How partisanship and public health concerns affect individuals’ social mobility during COVID-19

Cite this dataset

Clinton, Joshua (2020). How partisanship and public health concerns affect individuals’ social mobility during COVID-19 [Dataset]. Dryad.


Rampant partisanship in the United States may be the largest obstacle to the reduced social mobility most experts see as critical to limiting the spread of the COVID-19 pandemic. Analyzing a total of just over 1.1 million responses collected daily between April 4th and September 10th reveals not only that partisanship is more important than public health concerns for explaining individuals’ willingness to stay-at-home and reduce social mobility, but also that the effect of partisanship has grown over time – especially among Republicans. All else equal, the relative importance of partisanship for the increasing (un)willingness of Republicans to stay-at-home highlights the challenge that politics poses for public health.


To obtain our data, we interview of 1,135,638 randomly selected respondents from the Survey Monkey platform between April 4, 2020 and September 29, 2020. These individuals are randomly sampled from the approximately 2 million individuals who take Survey Monkey surveys every day.

The data we analyze was collected by Survey Monkey using respondents who have consented to participate in the Survey Monkey audience panel and surveys. 
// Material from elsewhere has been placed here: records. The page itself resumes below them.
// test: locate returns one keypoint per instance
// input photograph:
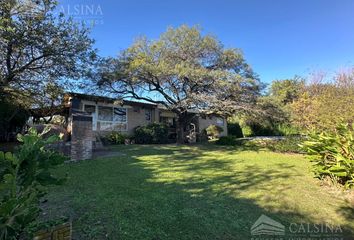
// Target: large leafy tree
(37, 46)
(183, 70)
(324, 105)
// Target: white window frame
(95, 118)
(221, 123)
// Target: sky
(279, 38)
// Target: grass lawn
(193, 192)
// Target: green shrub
(287, 145)
(213, 131)
(23, 178)
(333, 154)
(234, 129)
(117, 138)
(247, 131)
(152, 133)
(229, 141)
(287, 130)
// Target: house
(124, 116)
(87, 118)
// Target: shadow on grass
(170, 197)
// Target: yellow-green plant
(23, 177)
(333, 154)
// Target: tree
(286, 91)
(183, 70)
(324, 105)
(37, 47)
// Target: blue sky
(279, 38)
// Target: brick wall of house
(204, 123)
(81, 137)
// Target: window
(120, 115)
(148, 114)
(105, 114)
(90, 108)
(220, 121)
(112, 118)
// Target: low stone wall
(60, 232)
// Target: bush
(117, 138)
(333, 154)
(152, 133)
(234, 129)
(23, 177)
(213, 131)
(229, 141)
(287, 130)
(287, 145)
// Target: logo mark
(267, 226)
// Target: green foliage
(229, 141)
(287, 129)
(234, 129)
(151, 133)
(286, 91)
(247, 131)
(333, 154)
(213, 131)
(23, 177)
(287, 145)
(39, 47)
(117, 138)
(323, 106)
(12, 118)
(189, 57)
The anonymized data are weighted for age, race, sex, education, and geography using the Census Bureau’s American Community Survey to reflect the demographic composition of the United States. An additional smoothing parameter for political party identification based on aggregates of SurveyMonkey research surveys is included. Weights are generated each day using daily interviews Monday through Friday, and once over combined interviews on Saturday and Sunday. Party identification parameters are refreshed bi-weekly.

Data on COVID-19 prevalence comes from COVID-19 Data Repository by the Center for Systems Science and Engineering (CSSE) at Johns Hopkins University. These data report, on each day, the number of COVID-19 cases in each county in the United States.
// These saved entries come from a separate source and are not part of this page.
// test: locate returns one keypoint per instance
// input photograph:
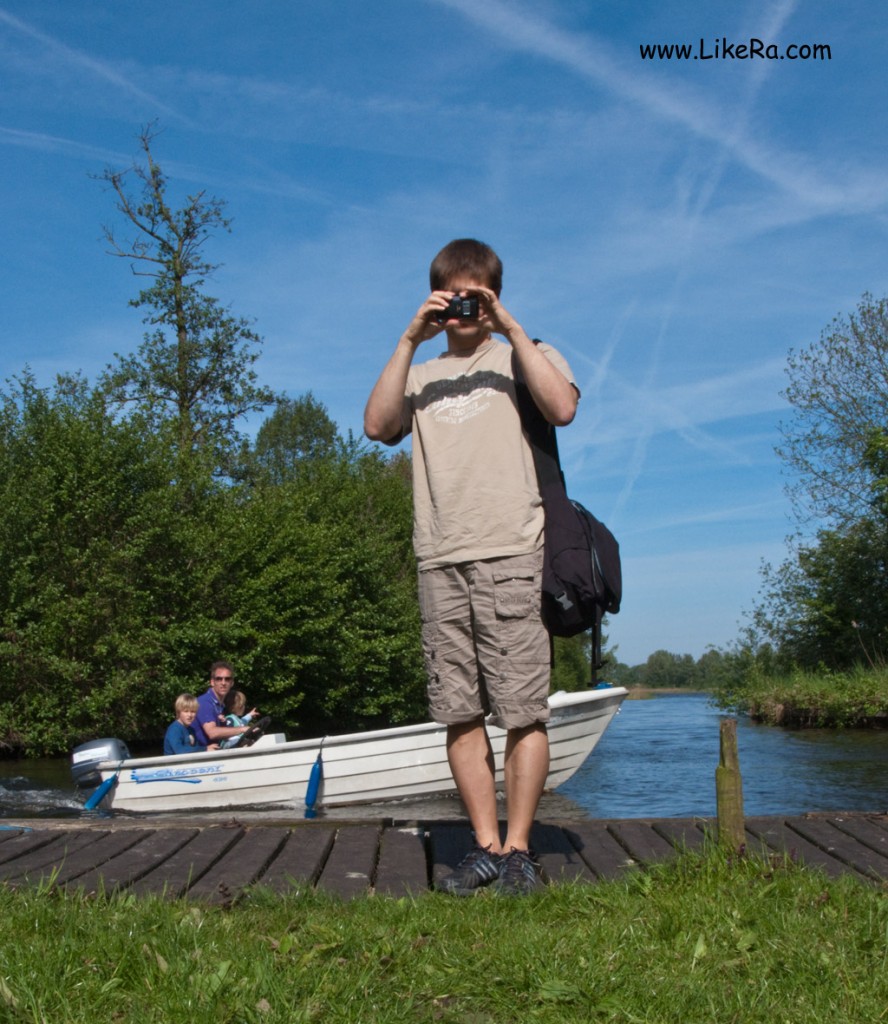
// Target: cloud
(674, 102)
(85, 64)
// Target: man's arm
(555, 396)
(382, 415)
(216, 732)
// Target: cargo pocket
(515, 593)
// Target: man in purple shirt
(210, 724)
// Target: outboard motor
(86, 759)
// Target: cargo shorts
(485, 648)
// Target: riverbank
(652, 945)
(804, 699)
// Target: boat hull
(370, 767)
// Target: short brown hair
(466, 257)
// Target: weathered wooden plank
(403, 867)
(599, 849)
(642, 842)
(43, 860)
(300, 859)
(88, 857)
(872, 832)
(686, 834)
(10, 832)
(154, 851)
(349, 868)
(841, 846)
(776, 836)
(557, 856)
(26, 843)
(239, 866)
(188, 863)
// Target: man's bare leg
(526, 766)
(471, 761)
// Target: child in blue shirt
(180, 736)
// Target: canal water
(657, 759)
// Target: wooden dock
(217, 863)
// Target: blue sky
(674, 226)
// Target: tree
(839, 392)
(106, 590)
(195, 369)
(828, 605)
(299, 429)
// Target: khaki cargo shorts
(487, 650)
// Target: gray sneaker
(519, 873)
(477, 868)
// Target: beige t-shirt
(475, 492)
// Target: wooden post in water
(728, 788)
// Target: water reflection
(658, 759)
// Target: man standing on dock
(478, 541)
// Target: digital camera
(461, 307)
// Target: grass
(702, 939)
(856, 697)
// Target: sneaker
(519, 873)
(477, 868)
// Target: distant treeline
(713, 672)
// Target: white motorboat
(358, 768)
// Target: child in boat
(237, 714)
(180, 736)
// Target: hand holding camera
(461, 307)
As a first data processing step, we use county population estimates from the American Community Survey to transform county cases to be cases per 1000 residents.
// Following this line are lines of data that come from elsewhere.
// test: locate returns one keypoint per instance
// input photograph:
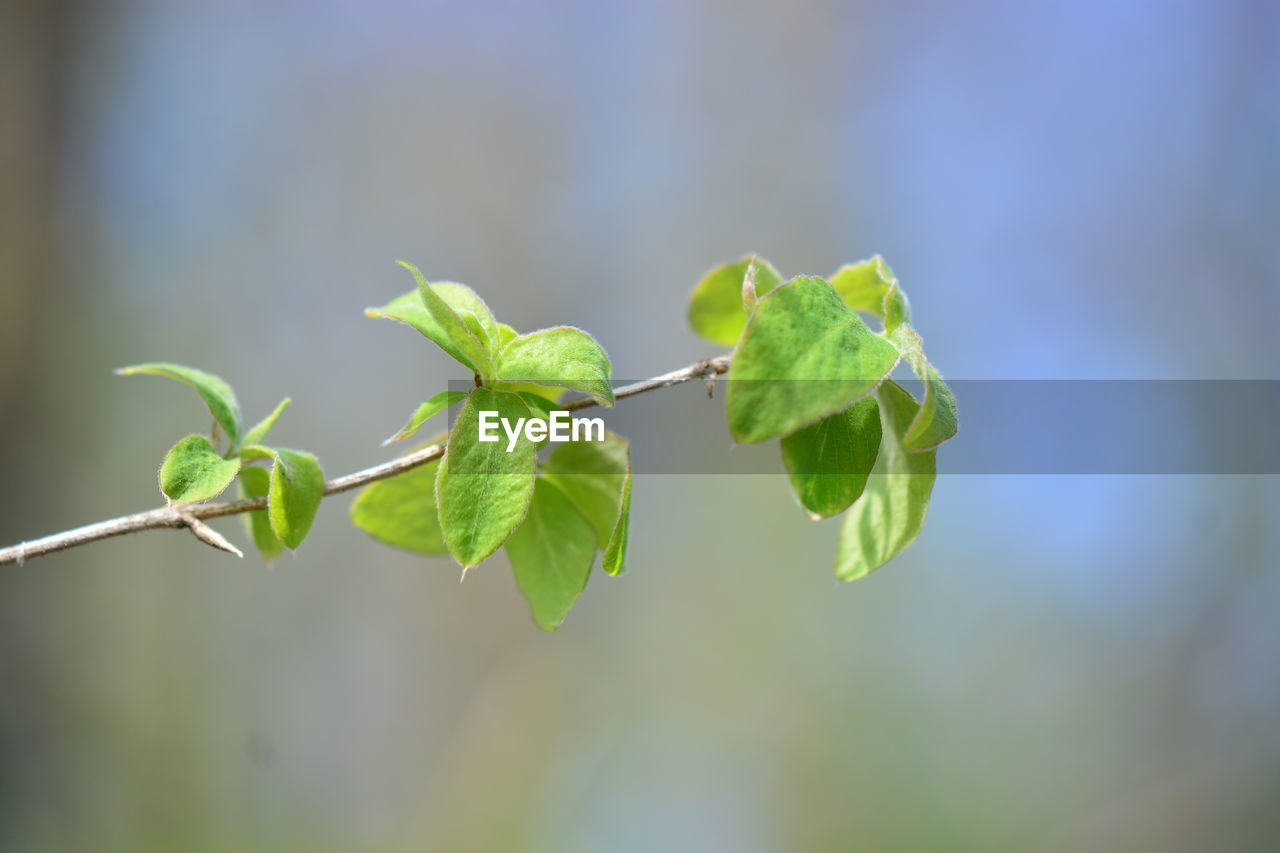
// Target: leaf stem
(183, 516)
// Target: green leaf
(261, 428)
(562, 356)
(716, 308)
(216, 393)
(434, 311)
(297, 488)
(804, 355)
(828, 463)
(597, 478)
(938, 418)
(424, 413)
(871, 286)
(890, 514)
(483, 491)
(193, 470)
(551, 555)
(401, 511)
(256, 482)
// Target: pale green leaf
(193, 470)
(871, 286)
(716, 308)
(216, 393)
(483, 491)
(256, 482)
(297, 488)
(804, 355)
(597, 478)
(551, 555)
(890, 514)
(562, 356)
(401, 511)
(938, 418)
(424, 413)
(828, 461)
(261, 428)
(434, 311)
We then calculate for each county, for each week, the change in the number of cases from the previous week in that county, using the median number of cases in each county for each week.

Consider, for example, interviewing an individual in zip-code 37206 (in Davidson county on Nashville’s East Side) on April 4th. On the week of April 4th in Davidson county (in which the zip-code is wholly contained) the median number of cases per 1000 was 1.001. In the week previous, the median number of cases per 1000 was .428. This individual, therefore, would be given the value .573 for change in county cases per 1000. This value is a fair representation of the fact that this individual, on this day, was witnessing a worsening public health situation in their immediate surrounding.

Survey Monkey respondents self-report their zip-code. To assign respondents to a county we determine the county in which the majority of the residents of that zip-code live in. For 86% of respondents, their zip-code is entirely contained within one county.

Finally, we merge the data on how the number of COVID-19 cases is changing in each county on each day to the Survey Monkey data.

Usage notes

Data was analyzed in R.  All code needed to replicate tables and figures are included.